EDITORIAL: Funding needed to combat students’ mental health issues

Lack of funding has made combating mental health issues difficult for universities. ORACLE PHOTO/JACKIE BENITEZ

Over the past few years, there has been a surge of mental health issues reported at colleges across the country.

According to Rita DeBate, the assistant vice president of Wellness at USF, our university has seen an increase in the diagnosis of depression, panic attacks, Baker Acts and suicide ideation and attempts.

Other colleges have noticed the unsettling increase as well, and the Florida Board of Governors submitted a legislative budget request of a recurring $14 million, which is supported by all 12 presidents in the Florida university system.

The trend is not new, it has been steadily increasing for years. And it’s not being ignored. All major universities are stressing the importance of mental health. However, they aren’t receiving the funding needed to effectively combat it.

President Judy Genshaft spoke out on the issue at the last Faculty Senate meeting, stating the money would be “divided up depending on the need per campus in a very fair and formulaic approach.”

Counseling centers are understaffed, with students having to wait weeks in some instances to get an appointment. There have been 94 Baker Acts — a call for involuntary examination of someone who is believed to be a threat to themselves or others — at USF since the beginning of the fall semester, averaging at three a week.

That is unacceptable. 

Our administration says they are ready to begin tackling the overwhelming issue running rampant through campus. Other universities are saying the same. 

The government needs to ensure the universities have the funding to do so. 

Of the $14 million requested, $7 million will go toward resources for treating mental health issues, while the other $7 million will go toward resources for campus safety.

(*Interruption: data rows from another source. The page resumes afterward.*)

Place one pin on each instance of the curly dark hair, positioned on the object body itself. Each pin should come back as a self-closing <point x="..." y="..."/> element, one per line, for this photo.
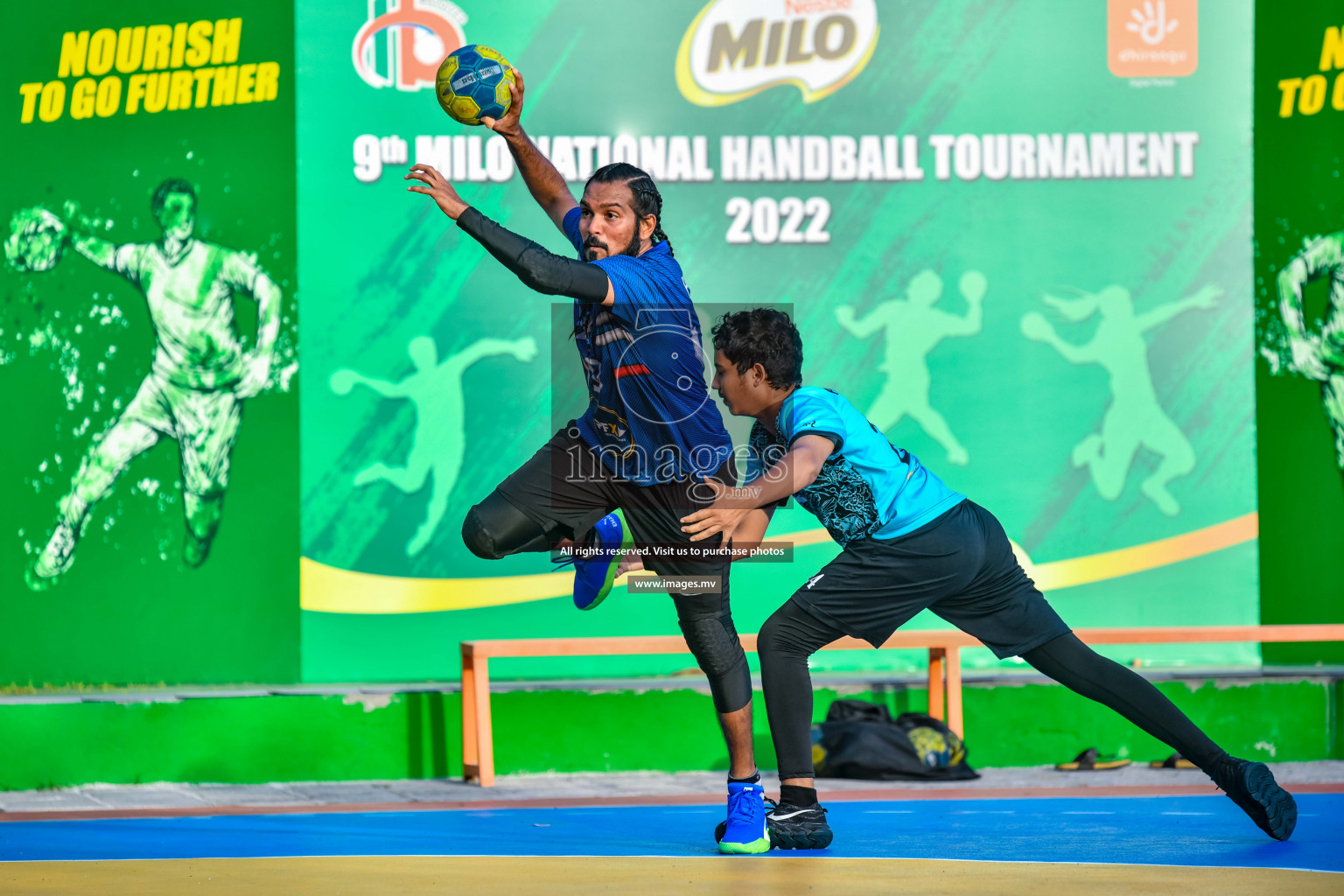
<point x="762" y="336"/>
<point x="171" y="186"/>
<point x="646" y="198"/>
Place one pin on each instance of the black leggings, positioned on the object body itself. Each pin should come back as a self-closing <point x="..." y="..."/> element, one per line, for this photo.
<point x="495" y="528"/>
<point x="792" y="634"/>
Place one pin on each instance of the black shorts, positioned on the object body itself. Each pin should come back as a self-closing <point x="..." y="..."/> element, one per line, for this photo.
<point x="960" y="566"/>
<point x="566" y="489"/>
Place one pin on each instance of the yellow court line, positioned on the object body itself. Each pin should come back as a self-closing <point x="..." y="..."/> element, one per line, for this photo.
<point x="331" y="590"/>
<point x="649" y="876"/>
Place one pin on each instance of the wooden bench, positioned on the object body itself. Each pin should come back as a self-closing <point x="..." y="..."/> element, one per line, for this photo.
<point x="944" y="665"/>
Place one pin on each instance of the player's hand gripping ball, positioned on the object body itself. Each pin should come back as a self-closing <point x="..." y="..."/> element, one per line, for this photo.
<point x="473" y="82"/>
<point x="35" y="240"/>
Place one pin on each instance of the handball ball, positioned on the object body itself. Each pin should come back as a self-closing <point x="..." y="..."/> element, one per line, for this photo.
<point x="35" y="240"/>
<point x="472" y="82"/>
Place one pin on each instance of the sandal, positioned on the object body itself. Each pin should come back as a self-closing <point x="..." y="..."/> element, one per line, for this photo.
<point x="1092" y="760"/>
<point x="1173" y="760"/>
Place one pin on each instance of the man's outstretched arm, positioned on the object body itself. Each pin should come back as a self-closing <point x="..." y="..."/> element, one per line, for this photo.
<point x="1203" y="298"/>
<point x="538" y="268"/>
<point x="100" y="251"/>
<point x="542" y="178"/>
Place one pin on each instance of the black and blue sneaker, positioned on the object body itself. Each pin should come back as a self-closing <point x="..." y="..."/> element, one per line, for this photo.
<point x="745" y="832"/>
<point x="594" y="574"/>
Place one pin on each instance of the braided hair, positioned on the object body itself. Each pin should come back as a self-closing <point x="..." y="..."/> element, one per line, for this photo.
<point x="646" y="198"/>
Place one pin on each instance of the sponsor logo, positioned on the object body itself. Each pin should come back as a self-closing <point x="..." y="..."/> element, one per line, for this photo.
<point x="403" y="42"/>
<point x="1152" y="38"/>
<point x="735" y="49"/>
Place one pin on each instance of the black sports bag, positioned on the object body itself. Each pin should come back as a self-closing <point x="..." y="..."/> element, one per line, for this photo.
<point x="862" y="740"/>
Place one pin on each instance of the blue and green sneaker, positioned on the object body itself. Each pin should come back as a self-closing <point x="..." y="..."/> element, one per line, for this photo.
<point x="594" y="574"/>
<point x="745" y="832"/>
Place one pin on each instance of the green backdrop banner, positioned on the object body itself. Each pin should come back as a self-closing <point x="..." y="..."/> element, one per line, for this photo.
<point x="148" y="469"/>
<point x="1300" y="318"/>
<point x="1015" y="235"/>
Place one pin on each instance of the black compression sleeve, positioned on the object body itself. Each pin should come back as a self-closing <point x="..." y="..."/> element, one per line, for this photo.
<point x="536" y="266"/>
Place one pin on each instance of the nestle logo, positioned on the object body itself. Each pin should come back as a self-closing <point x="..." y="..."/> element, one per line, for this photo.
<point x="737" y="49"/>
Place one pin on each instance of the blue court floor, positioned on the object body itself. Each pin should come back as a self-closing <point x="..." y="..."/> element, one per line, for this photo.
<point x="1123" y="830"/>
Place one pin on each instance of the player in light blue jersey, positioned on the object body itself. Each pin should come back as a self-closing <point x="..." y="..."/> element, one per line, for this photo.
<point x="910" y="543"/>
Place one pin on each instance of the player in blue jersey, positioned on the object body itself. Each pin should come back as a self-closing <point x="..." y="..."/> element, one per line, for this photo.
<point x="651" y="437"/>
<point x="910" y="543"/>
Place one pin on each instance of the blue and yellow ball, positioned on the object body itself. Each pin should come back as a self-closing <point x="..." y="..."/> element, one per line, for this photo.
<point x="473" y="82"/>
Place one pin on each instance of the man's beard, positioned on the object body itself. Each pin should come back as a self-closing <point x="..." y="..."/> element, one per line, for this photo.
<point x="592" y="243"/>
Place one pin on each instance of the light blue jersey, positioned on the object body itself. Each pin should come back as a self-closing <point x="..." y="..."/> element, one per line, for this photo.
<point x="867" y="488"/>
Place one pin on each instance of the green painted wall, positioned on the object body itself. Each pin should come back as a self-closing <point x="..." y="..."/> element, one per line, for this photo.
<point x="77" y="343"/>
<point x="418" y="735"/>
<point x="1298" y="196"/>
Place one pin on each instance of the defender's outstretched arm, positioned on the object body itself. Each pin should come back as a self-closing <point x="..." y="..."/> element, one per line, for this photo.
<point x="792" y="473"/>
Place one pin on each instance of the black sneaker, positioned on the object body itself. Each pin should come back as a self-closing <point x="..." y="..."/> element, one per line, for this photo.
<point x="1253" y="788"/>
<point x="797" y="826"/>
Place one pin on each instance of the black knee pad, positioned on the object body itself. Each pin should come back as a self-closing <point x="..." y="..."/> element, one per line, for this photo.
<point x="717" y="649"/>
<point x="478" y="537"/>
<point x="495" y="528"/>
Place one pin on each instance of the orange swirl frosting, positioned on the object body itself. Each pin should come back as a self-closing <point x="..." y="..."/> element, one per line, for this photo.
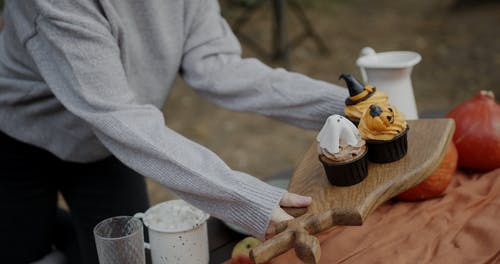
<point x="355" y="111"/>
<point x="381" y="122"/>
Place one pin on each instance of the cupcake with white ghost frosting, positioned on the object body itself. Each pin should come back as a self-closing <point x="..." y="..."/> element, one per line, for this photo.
<point x="342" y="152"/>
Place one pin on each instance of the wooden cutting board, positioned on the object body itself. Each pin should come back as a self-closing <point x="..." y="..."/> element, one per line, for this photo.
<point x="332" y="205"/>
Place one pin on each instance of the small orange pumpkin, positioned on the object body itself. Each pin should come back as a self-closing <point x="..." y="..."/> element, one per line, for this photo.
<point x="437" y="183"/>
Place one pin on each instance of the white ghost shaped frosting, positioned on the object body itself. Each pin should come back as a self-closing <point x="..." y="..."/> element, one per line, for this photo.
<point x="338" y="131"/>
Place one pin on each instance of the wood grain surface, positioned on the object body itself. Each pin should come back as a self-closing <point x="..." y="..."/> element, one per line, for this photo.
<point x="332" y="205"/>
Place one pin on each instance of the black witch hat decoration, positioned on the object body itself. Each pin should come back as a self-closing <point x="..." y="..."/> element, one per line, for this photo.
<point x="355" y="87"/>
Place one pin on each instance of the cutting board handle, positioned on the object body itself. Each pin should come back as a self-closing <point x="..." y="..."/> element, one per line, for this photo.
<point x="299" y="235"/>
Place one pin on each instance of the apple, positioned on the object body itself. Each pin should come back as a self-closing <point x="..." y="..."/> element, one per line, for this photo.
<point x="241" y="251"/>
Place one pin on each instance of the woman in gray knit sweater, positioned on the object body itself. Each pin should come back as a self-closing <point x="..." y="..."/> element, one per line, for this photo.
<point x="82" y="84"/>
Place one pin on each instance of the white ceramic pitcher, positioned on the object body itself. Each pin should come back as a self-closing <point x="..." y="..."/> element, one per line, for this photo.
<point x="391" y="73"/>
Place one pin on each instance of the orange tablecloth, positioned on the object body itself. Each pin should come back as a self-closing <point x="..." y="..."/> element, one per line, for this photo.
<point x="463" y="226"/>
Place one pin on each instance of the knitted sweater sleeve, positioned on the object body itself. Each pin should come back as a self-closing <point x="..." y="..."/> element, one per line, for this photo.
<point x="80" y="62"/>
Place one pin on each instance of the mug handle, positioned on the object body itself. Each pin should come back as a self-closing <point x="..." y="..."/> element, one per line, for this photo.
<point x="140" y="216"/>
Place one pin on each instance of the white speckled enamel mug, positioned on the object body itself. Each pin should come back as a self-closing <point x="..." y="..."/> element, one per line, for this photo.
<point x="177" y="233"/>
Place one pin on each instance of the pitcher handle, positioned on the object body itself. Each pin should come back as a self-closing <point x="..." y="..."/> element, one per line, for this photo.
<point x="366" y="51"/>
<point x="141" y="217"/>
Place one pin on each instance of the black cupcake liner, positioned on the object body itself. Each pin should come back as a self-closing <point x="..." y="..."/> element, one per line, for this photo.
<point x="388" y="151"/>
<point x="346" y="173"/>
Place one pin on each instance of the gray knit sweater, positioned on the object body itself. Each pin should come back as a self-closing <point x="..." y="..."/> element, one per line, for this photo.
<point x="87" y="78"/>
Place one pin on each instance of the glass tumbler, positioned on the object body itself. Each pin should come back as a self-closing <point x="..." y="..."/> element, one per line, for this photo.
<point x="120" y="240"/>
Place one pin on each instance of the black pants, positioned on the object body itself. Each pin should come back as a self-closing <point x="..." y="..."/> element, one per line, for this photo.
<point x="30" y="222"/>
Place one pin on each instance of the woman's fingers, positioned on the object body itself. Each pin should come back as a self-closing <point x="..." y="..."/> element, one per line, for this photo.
<point x="279" y="215"/>
<point x="295" y="200"/>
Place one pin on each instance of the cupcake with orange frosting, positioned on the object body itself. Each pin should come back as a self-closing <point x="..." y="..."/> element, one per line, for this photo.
<point x="385" y="130"/>
<point x="342" y="152"/>
<point x="361" y="97"/>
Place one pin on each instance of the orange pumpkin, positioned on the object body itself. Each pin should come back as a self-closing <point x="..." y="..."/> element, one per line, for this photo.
<point x="435" y="184"/>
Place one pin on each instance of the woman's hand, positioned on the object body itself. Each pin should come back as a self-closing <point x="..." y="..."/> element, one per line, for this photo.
<point x="279" y="215"/>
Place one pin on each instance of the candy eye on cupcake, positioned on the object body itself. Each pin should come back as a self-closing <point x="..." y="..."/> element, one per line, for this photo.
<point x="382" y="116"/>
<point x="384" y="129"/>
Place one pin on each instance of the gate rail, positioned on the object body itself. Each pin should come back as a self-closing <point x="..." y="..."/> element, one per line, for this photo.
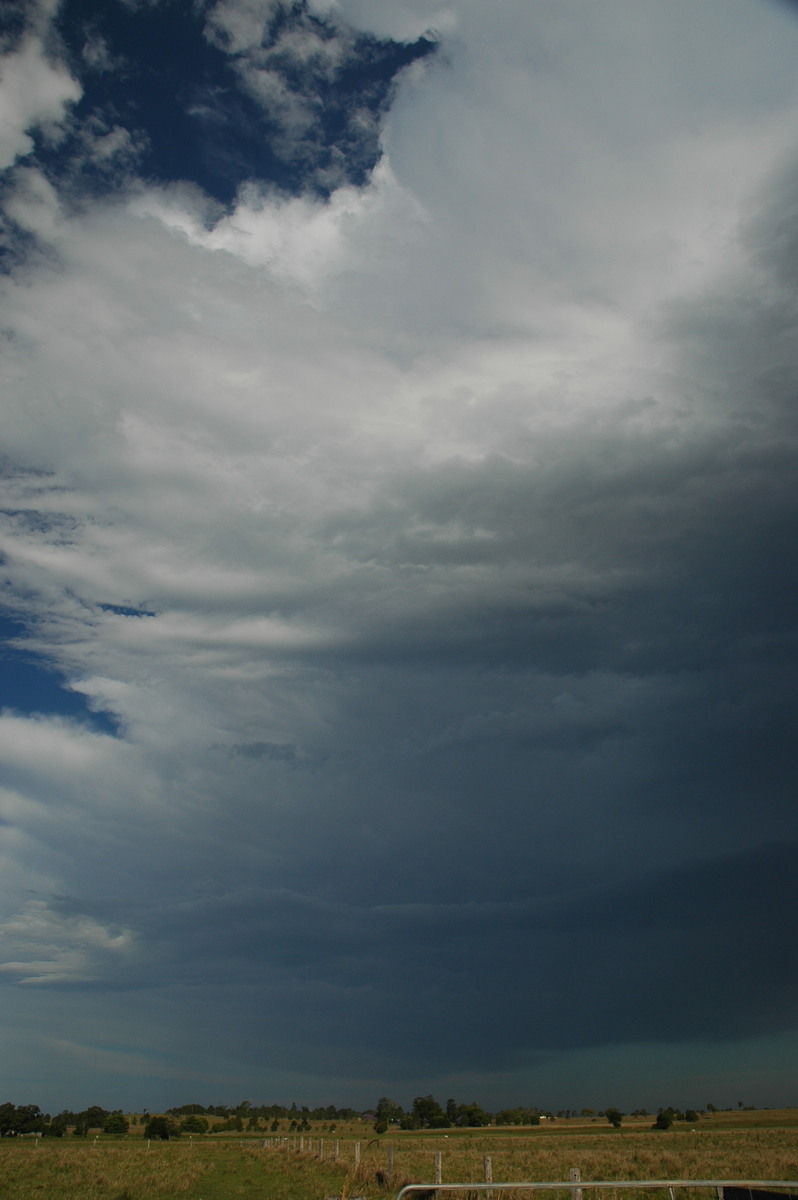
<point x="576" y="1186"/>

At the end of the day, $14 million is not an obscene amount of money. In reality, $14 million divided amongst 12 universities will not be enough. 

But it’s a decent start.

Students are facing immense levels of stress. Many work multiple jobs, run on little sleep and are taking intense class loads. The expectations weighing on their shoulders cause such exhausting levels of stress that many begin to spiral. 

The university needs to be able to pick them up when they do. Mental health is not some imaginary diagnosis made to coddle privileged “snowflakes.” It is real, and if not properly cared for, it can be destructive. 

There is no reason the student-to-counselor ratio at USF should be 2,000-to-1. There is no reason we should be understaffed. There is no reason why our government cannot make the necessary adjustments to fund $14 million to ensure the mental well-being of the students who call Florida home. 

The fact that the administrations of 12 colleges and universities are rallying behind the measure proves this is a real and pressing issue. 

Students have been lobbying for increased support for years. The universities are too. It’s imperative they receive support.

If students know there is little help for them, they won’t take precautionary measures to protect their mental health. They’ll bypass the warning signs and wait until it’s too late. 

We can’t wait until they are Baker Acted. We can’t wait until depression overtakes them and they drop out of school. We absolutely can’t wait until they attempt to take their own lives.

There are incredible students that call USF home. Whatever adjustments need to be made to obtain the funding will be worth it.